فَبِمَا رَحْمَةٍ مِنَ اللَّهِ لِنْتَ لَهُمْ ۖ وَلَوْ كُنْتَ فَظًّا غَلِيظَ الْقَلْبِ لَانْفَضُّوا مِنْ حَوْلِكَ ۖ فَاعْفُ عَنْهُمْ وَاسْتَغْفِرْ لَهُمْ وَشَاوِرْهُمْ فِي الْأَمْرِ ۖ فَإِذَا عَزَمْتَ فَتَوَكَّلْ عَلَى اللَّهِ ۚ إِنَّ اللَّهَ يُحِبُّ الْمُتَوَكِّلِينَ
'It was by the mercy of Allah that thou wast lenient with them (O Muhammad), for if thou hadst been stern and fierce of heart they would have dispersed from round about thee. So pardon them and ask forgiveness for them and consult with them upon the conduct of affairs. And when thou art resolved, then put thy trust in Allah. Lo! Allah loveth those who put their trust (in Him).'

Wisdom is knowing when to leave something instead of trying to immediately change it. Wisdom is accepting the way people are naturally. Such would be the case with the wives of Rasulallah (s). They all loved him very much and it known that with passionate love comes jealousy and posessiveness. Its natural. We dont want to lose the ones we love to others. Wisdom is accepting such insecurities and turning the page and showing forbearance. There was an incident with one of the wives of Rasulallah (s)

'Umm Salama – May Allah be pleased with her – narrated: she brought food in a dish of her own to the Prophet – Peace be upon him – and his companions. Seeing that, Aisha came holding a tool and broke the dish out of jealousy. Understanding the situation, the Prophet took the two halves of the dish and he (sallalahu `alayhi wa sallam) said to his companions: Eat your food, it is just the jealousy of your mother, then the Prophet took the dish of Aisha and gave it to Um Salama and gave the dish of Um Salama to Aisha.'

Rasulallah did not get mad. Rather, he honored Aisha and said, "It is from the jealousy of your mother" The situation was quickly resolved without anyone being reprimanded and the issue was done. Rasulallah (s) understood the jealousy of women. This is wisdom. 
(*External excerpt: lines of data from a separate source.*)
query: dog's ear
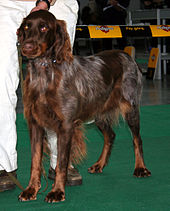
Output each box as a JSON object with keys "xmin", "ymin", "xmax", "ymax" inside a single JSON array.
[
  {"xmin": 16, "ymin": 18, "xmax": 25, "ymax": 43},
  {"xmin": 53, "ymin": 20, "xmax": 73, "ymax": 64}
]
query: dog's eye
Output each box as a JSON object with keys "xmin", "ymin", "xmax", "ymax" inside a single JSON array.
[
  {"xmin": 24, "ymin": 25, "xmax": 29, "ymax": 31},
  {"xmin": 40, "ymin": 26, "xmax": 48, "ymax": 32}
]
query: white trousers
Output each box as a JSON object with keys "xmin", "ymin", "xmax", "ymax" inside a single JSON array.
[{"xmin": 0, "ymin": 0, "xmax": 78, "ymax": 172}]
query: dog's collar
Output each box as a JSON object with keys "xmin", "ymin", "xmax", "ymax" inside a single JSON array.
[{"xmin": 41, "ymin": 59, "xmax": 57, "ymax": 67}]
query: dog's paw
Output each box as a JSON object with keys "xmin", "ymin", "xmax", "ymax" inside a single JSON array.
[
  {"xmin": 45, "ymin": 190, "xmax": 65, "ymax": 203},
  {"xmin": 88, "ymin": 164, "xmax": 103, "ymax": 174},
  {"xmin": 18, "ymin": 188, "xmax": 37, "ymax": 201},
  {"xmin": 133, "ymin": 168, "xmax": 151, "ymax": 177}
]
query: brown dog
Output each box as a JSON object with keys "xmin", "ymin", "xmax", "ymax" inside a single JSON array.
[{"xmin": 18, "ymin": 11, "xmax": 151, "ymax": 202}]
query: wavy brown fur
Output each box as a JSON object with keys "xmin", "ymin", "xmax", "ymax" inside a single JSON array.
[{"xmin": 18, "ymin": 11, "xmax": 150, "ymax": 202}]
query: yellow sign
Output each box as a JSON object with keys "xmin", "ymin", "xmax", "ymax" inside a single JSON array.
[
  {"xmin": 150, "ymin": 25, "xmax": 170, "ymax": 37},
  {"xmin": 88, "ymin": 25, "xmax": 122, "ymax": 38}
]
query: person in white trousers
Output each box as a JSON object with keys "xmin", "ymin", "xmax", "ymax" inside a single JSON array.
[{"xmin": 0, "ymin": 0, "xmax": 82, "ymax": 191}]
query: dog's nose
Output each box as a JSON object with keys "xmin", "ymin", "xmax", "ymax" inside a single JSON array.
[{"xmin": 23, "ymin": 43, "xmax": 34, "ymax": 52}]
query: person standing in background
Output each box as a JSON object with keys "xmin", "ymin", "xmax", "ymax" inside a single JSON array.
[{"xmin": 96, "ymin": 0, "xmax": 130, "ymax": 50}]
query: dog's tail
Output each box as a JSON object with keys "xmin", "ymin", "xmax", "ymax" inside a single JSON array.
[{"xmin": 70, "ymin": 122, "xmax": 86, "ymax": 164}]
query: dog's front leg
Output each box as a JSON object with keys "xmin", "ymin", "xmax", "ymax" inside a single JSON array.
[
  {"xmin": 45, "ymin": 125, "xmax": 72, "ymax": 203},
  {"xmin": 19, "ymin": 122, "xmax": 44, "ymax": 201}
]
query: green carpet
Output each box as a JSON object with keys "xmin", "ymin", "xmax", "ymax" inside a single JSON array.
[{"xmin": 0, "ymin": 105, "xmax": 170, "ymax": 211}]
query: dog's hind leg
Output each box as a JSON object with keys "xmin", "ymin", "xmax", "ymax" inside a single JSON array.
[
  {"xmin": 88, "ymin": 121, "xmax": 115, "ymax": 173},
  {"xmin": 19, "ymin": 121, "xmax": 45, "ymax": 201},
  {"xmin": 124, "ymin": 105, "xmax": 151, "ymax": 177}
]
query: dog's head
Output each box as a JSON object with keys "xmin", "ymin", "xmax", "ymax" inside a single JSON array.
[{"xmin": 17, "ymin": 10, "xmax": 72, "ymax": 63}]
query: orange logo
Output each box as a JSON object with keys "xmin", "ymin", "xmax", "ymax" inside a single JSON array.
[
  {"xmin": 96, "ymin": 26, "xmax": 113, "ymax": 33},
  {"xmin": 158, "ymin": 25, "xmax": 170, "ymax": 32}
]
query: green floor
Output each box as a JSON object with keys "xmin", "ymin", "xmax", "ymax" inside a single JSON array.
[{"xmin": 0, "ymin": 105, "xmax": 170, "ymax": 211}]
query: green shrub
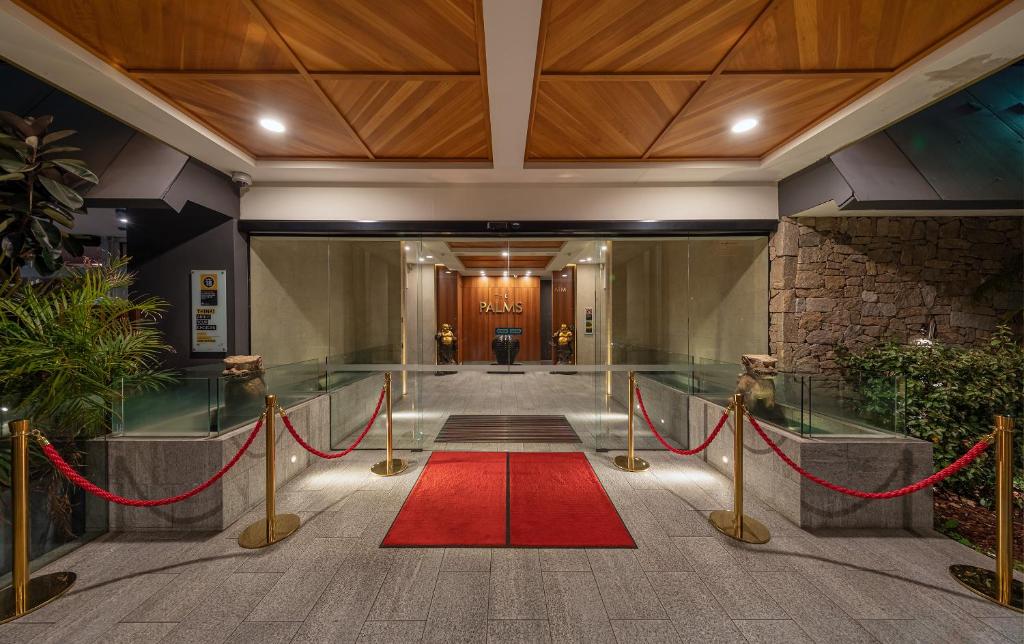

Rasulallah (s) reached the hearts of people because he was merciful and understanding of the people. He wouldnt over burden others, rather he made things simple for the people. He knew people had weaknesses and he respected that. He would address others in the way they would love to be addressed. A person would feel that he loved them the most because of how well he treated them. Love breeds love. And with love comes emulation. And to this day, hundreds of years later, he is still emulated. That is our Prophet. Allahumma salli 'ala Muhammad!